Sacked former governor of Imo State, Emeka Ihedioha, has asked the Supreme Court to review its judgment on January 14, 2020, which declared Senator Hope Uzodinma as governor of the state.
Naija News reports that the Supreme Court headed by Justice Tanko Muhammad has sacked the incumbent, Governor Ihedioha from office.
The seven-man panel of the apex court in a unanimous decision held that Ihedioha did not win the majority of votes cast at the March 9 governorship election.
In the Judgment delivered by Justice Kudirat Kekere-Ekun, the court accordingly ordered the Independent National Electoral Commission to withdraw the Certificate of Return issued to Ihedioha and issue a fresh Certificate of Return to the candidate of the APC on grounds that he won the majority of lawful votes cast at the election.
The court held that the lower courts erred in law when it rejected evidence tendered before them to the extent that votes from 388 polling units were not credited to the APC and Uzodinma.
Speaking at a press conference, an associate of Ihedioha, Dr Manzo Abubakar, said Ihedioha’s decision to return to the Supreme court was part of the effort to deepen the nation’s democracy.
He said: “The judgment will go down in infamy and may make Nigeria a laughing stock in the comity of nations, if not reviewed.
“Section 176(2b) of the constitution is clear that to be declared as governor, a candidate must have not only the majority of total votes cast but also 1/4 of the votes in 2/3 of the local governments of the state.
“It is axiomatic that nowhere in the petition or evidence did the petitioner, (Uzodinma) claim that he met the constitutional requirement of spread to be declared the winner.

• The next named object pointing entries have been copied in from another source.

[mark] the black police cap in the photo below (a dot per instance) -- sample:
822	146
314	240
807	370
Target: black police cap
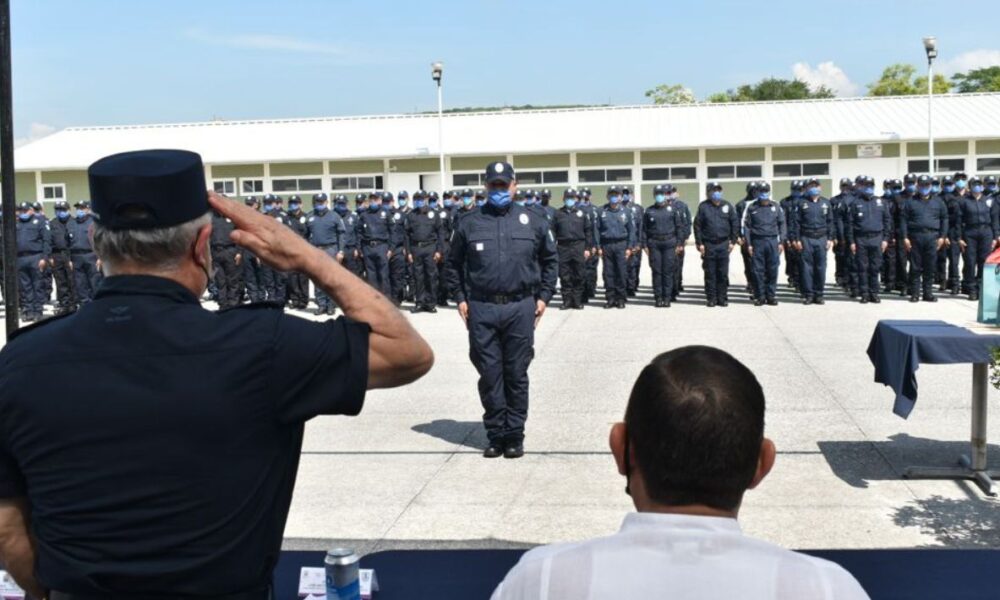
148	189
499	171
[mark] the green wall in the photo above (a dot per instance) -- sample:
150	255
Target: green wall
237	171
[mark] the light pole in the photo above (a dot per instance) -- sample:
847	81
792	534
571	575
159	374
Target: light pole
437	69
930	45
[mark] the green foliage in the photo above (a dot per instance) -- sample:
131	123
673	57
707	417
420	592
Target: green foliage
771	89
901	80
977	80
670	94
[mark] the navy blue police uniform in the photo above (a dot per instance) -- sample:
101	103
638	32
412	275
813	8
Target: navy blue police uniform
170	474
503	261
716	231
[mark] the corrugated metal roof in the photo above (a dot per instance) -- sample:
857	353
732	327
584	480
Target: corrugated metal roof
854	120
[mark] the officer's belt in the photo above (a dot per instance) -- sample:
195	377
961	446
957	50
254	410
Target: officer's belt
261	594
499	298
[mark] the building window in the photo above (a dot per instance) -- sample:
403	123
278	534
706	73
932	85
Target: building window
988	164
356	182
467	179
224	186
734	171
251	186
944	165
605	175
54	191
669	173
801	169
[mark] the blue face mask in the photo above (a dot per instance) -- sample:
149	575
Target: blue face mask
500	198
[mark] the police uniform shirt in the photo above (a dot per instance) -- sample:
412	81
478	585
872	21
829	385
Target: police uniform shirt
675	556
171	467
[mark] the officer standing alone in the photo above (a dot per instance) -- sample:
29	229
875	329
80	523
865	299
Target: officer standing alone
506	260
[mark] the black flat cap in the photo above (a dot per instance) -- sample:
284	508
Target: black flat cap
148	189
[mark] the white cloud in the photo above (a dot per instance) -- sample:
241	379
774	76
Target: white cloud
36	131
827	74
967	61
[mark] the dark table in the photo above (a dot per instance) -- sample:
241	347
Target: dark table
898	348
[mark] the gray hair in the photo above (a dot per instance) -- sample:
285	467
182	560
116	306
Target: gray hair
162	249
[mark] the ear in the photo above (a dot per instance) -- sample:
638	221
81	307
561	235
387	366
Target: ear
201	245
764	462
616	439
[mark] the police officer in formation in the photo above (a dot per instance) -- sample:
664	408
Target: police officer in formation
616	236
573	229
61	264
326	230
227	260
812	232
423	238
634	262
663	234
867	225
923	229
765	232
716	232
374	231
298	283
502	274
977	233
86	266
34	247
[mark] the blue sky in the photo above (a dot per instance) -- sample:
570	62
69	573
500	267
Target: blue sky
138	61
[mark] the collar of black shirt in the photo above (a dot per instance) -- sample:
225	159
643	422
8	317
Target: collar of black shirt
145	285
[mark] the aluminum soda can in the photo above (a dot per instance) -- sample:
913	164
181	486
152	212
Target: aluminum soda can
342	581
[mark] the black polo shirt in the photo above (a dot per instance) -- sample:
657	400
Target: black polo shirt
158	442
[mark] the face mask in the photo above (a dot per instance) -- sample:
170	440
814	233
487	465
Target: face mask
500	198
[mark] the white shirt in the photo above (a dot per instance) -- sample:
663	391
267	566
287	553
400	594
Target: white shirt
675	557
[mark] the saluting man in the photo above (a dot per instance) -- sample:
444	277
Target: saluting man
502	274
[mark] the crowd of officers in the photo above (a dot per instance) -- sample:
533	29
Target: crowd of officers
921	232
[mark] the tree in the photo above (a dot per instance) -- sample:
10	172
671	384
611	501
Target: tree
671	94
772	89
977	80
898	80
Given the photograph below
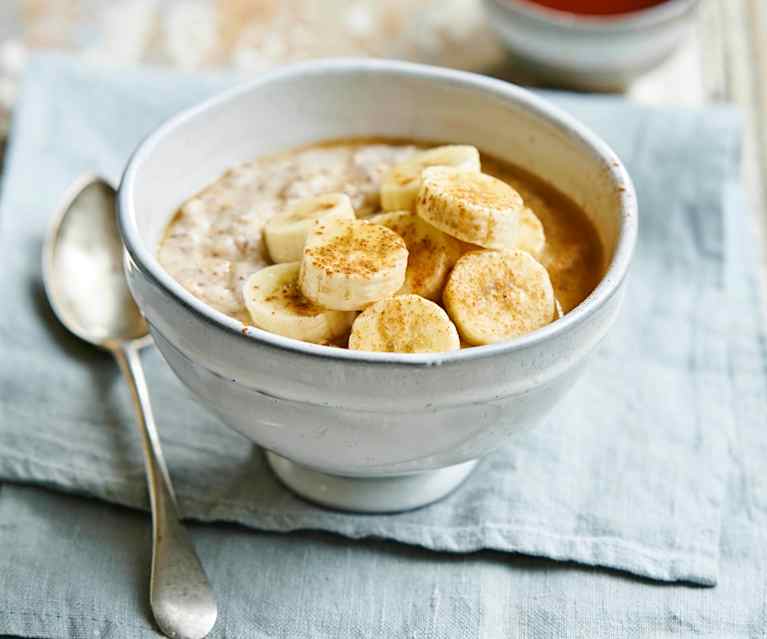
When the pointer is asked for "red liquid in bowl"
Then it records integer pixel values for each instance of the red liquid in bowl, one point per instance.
(598, 7)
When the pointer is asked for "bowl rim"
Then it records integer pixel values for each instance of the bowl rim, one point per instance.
(148, 264)
(643, 18)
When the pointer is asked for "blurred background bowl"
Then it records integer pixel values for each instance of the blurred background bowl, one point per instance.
(590, 52)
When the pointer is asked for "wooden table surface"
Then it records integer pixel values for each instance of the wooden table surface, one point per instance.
(724, 61)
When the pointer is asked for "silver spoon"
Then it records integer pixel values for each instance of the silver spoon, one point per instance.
(86, 287)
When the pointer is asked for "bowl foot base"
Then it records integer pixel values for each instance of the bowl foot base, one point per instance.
(369, 495)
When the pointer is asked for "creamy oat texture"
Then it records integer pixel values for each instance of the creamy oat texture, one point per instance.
(215, 241)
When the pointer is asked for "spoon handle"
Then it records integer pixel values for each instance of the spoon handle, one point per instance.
(182, 601)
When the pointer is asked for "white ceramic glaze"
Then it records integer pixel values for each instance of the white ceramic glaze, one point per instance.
(590, 52)
(359, 414)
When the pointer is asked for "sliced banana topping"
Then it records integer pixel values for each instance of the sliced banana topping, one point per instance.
(559, 313)
(348, 264)
(473, 207)
(497, 295)
(531, 237)
(285, 233)
(275, 304)
(404, 324)
(431, 253)
(400, 185)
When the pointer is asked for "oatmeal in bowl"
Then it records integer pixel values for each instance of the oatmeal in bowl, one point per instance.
(377, 271)
(299, 242)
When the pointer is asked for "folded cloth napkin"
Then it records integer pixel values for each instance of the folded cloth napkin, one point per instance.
(628, 473)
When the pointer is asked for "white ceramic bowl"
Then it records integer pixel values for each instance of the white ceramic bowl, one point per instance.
(590, 52)
(370, 431)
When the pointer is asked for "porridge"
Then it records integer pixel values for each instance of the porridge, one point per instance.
(407, 248)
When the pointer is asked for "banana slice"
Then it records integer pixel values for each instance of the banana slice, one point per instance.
(285, 233)
(400, 185)
(531, 237)
(348, 264)
(275, 304)
(473, 207)
(496, 295)
(431, 253)
(404, 324)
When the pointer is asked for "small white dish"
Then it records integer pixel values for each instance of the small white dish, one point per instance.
(590, 52)
(372, 432)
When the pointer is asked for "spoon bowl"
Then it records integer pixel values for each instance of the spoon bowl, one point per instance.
(86, 287)
(82, 269)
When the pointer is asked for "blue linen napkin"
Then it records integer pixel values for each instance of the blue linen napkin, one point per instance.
(629, 472)
(72, 568)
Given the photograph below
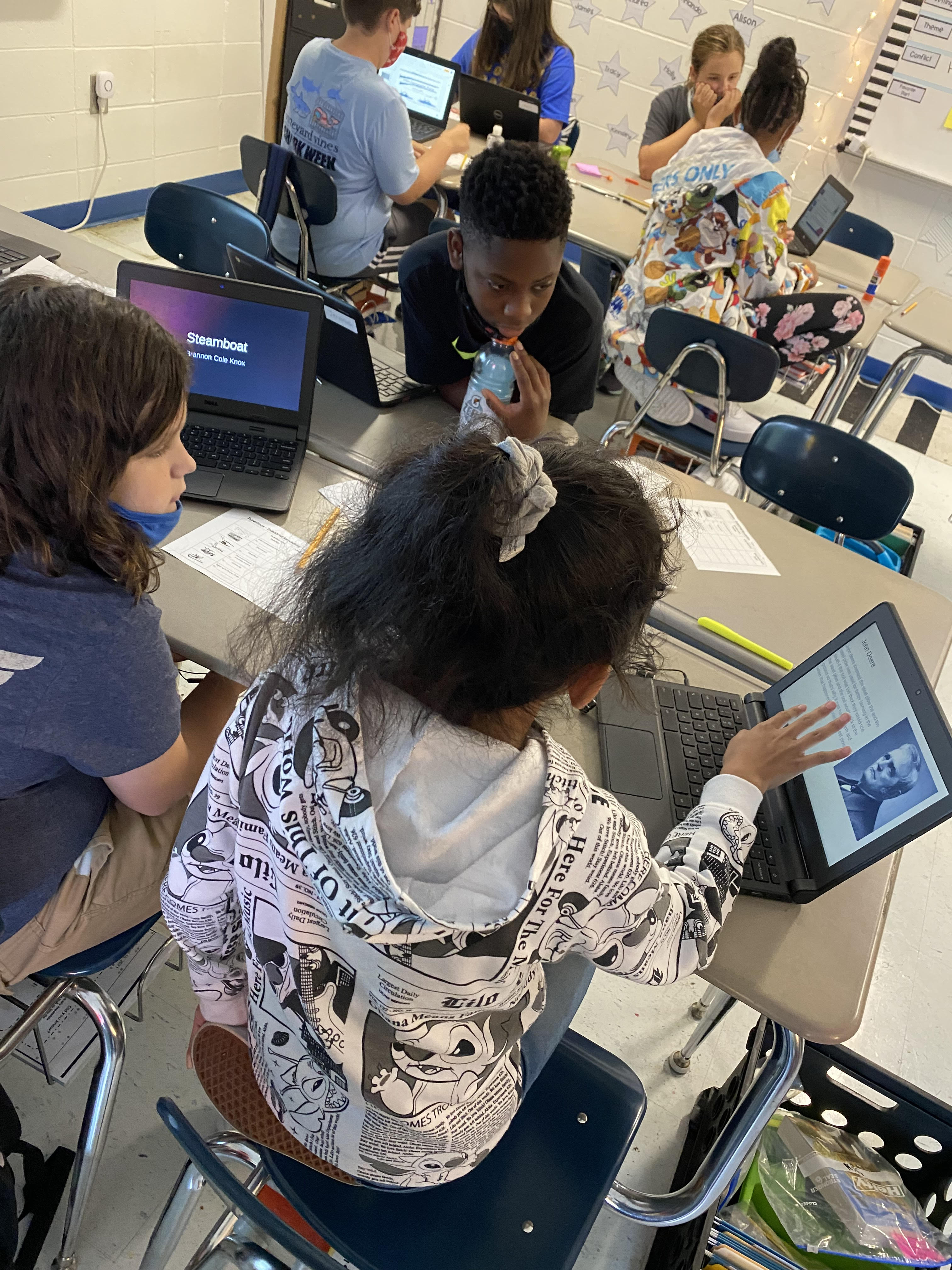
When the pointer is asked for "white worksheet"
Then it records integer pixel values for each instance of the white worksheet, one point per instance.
(244, 553)
(718, 543)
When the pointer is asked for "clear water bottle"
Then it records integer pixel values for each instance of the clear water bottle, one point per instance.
(493, 370)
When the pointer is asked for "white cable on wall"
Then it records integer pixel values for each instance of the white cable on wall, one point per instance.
(98, 182)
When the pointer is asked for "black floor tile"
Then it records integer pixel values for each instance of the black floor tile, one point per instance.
(920, 426)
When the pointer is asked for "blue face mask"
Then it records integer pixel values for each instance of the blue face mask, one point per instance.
(154, 526)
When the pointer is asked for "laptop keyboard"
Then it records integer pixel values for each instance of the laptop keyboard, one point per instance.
(697, 727)
(241, 453)
(390, 383)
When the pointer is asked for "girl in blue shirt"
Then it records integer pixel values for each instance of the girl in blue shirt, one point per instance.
(517, 48)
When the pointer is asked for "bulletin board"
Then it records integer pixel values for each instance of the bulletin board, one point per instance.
(904, 111)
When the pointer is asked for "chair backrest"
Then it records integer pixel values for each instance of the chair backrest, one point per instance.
(315, 188)
(862, 235)
(827, 477)
(752, 366)
(192, 228)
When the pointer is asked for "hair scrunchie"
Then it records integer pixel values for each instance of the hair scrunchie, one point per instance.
(535, 492)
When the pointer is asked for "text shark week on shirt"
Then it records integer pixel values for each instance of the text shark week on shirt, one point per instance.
(324, 112)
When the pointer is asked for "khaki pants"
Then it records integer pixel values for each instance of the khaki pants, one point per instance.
(124, 868)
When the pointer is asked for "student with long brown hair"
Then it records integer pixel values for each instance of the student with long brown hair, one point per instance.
(517, 46)
(709, 100)
(97, 753)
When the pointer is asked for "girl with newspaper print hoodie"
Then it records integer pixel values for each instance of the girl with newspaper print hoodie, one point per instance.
(389, 863)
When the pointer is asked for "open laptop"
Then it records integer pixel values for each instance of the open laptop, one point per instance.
(16, 252)
(347, 358)
(427, 86)
(484, 105)
(254, 353)
(822, 827)
(819, 216)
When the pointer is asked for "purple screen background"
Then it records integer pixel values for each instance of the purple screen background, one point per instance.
(276, 343)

“We sympathise with their Lordships, as mortals who are not infallible.
“To err is human. It would be practically impossible for any human to have read briefs and record of proceedings exceeding 5000 pages in the matter within 2 hours after hearing when it also had the pressure of time to deliver judgment in the remaining pending governorship appeals. No doubt, this accounted for the mistakes made by the Supreme court.”